3. Hospital Utilization
We have heard from the UHA, UofU, and IHC that hospitals are going to exceed their capacity to care for individuals within the next 4-8 weeks. The metrics on DOMO are only part of the hospital capacity. We must consider staffing, ECMO, and beds for severe cases. Focusing on tertiary care hospitals is crucial. Once we run out of beds at tertiary care hospitals on the Wasatch Front, there is no state ability to care for the critically ill. Maintaining the ability to stand up the alternate care facility will be essential as cases continue to increase.

4. Protect those at high risk for severe disease
High risk individuals get COVID-19 from low risk individuals. The higher the number of cases in our state, the more likely high risk individuals will get exposed to COVID-19. We must continue our efforts to specifically protect those at high risk for severe disease, while prioritizing policies and interventions that drive down overall transmission.

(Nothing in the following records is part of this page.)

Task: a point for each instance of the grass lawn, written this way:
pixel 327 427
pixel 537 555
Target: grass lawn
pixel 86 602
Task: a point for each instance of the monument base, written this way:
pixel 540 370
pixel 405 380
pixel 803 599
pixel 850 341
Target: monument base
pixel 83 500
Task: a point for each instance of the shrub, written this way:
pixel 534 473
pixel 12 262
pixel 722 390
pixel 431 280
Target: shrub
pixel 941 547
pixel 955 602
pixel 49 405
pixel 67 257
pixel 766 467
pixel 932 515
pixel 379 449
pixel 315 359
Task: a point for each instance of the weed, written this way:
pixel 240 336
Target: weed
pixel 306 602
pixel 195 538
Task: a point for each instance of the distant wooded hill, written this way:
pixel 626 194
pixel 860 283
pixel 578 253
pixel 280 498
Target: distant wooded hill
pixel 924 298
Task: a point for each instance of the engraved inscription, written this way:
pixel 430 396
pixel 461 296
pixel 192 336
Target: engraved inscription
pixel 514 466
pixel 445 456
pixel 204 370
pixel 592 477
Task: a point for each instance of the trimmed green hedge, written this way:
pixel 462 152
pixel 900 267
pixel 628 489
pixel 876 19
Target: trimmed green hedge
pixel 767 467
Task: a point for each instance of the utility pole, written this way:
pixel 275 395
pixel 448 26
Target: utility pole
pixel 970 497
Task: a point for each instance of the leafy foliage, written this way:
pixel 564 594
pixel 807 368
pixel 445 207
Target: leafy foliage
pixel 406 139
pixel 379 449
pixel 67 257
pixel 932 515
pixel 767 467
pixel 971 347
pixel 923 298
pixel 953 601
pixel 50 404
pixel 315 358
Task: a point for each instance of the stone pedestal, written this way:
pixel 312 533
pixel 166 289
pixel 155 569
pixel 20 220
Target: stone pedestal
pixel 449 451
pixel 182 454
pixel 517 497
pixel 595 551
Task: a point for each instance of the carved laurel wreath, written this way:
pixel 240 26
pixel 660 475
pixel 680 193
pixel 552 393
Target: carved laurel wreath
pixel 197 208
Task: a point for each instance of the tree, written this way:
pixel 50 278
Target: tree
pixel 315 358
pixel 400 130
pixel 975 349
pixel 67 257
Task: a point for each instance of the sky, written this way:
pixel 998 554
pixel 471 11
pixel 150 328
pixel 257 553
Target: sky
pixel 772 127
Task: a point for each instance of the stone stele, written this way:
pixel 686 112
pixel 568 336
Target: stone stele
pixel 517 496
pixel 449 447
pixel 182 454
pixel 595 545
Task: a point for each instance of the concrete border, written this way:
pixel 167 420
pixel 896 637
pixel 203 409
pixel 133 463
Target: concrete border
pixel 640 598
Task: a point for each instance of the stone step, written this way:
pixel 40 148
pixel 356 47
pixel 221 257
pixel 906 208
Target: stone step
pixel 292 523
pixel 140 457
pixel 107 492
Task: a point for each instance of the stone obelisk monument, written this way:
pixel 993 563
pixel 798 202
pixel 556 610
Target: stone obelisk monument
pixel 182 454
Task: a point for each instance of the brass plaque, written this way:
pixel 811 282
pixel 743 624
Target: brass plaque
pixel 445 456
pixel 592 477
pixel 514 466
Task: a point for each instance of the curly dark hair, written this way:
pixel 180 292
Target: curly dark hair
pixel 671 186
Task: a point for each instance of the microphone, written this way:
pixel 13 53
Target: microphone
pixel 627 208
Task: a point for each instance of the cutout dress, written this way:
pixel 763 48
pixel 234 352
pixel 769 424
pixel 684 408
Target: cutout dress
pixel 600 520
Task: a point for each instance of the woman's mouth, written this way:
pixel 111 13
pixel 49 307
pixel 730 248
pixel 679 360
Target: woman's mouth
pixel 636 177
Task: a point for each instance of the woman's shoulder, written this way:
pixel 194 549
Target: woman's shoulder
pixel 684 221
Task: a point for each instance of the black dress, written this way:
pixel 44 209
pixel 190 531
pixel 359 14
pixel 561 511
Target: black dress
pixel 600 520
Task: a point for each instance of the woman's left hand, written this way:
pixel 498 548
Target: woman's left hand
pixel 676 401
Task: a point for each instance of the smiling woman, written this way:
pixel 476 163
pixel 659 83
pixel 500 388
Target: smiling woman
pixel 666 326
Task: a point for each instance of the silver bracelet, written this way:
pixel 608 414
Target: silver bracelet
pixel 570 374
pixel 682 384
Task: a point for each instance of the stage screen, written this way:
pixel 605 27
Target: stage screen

5. Protect those at high risk for transmission
We know certain environments are more conducive to COVID-19 spread: crowded, indoors, for a prolonged period of time. We must continue to work with employers in these environments to put procedures in place and engineer the workspace to limit spread. We also need to work with employers to ensure their employees have the ability to quarantine and isolate when needed through paid sick leave and worker protections.

6. Messaging/Communications
The public equates the color-coded phased guidelines with risk of COVID-19 spread. We must be clear that the color equates with the economic restrictions in place. And that the risk of COVID19 spread is higher as the restrictions are lower.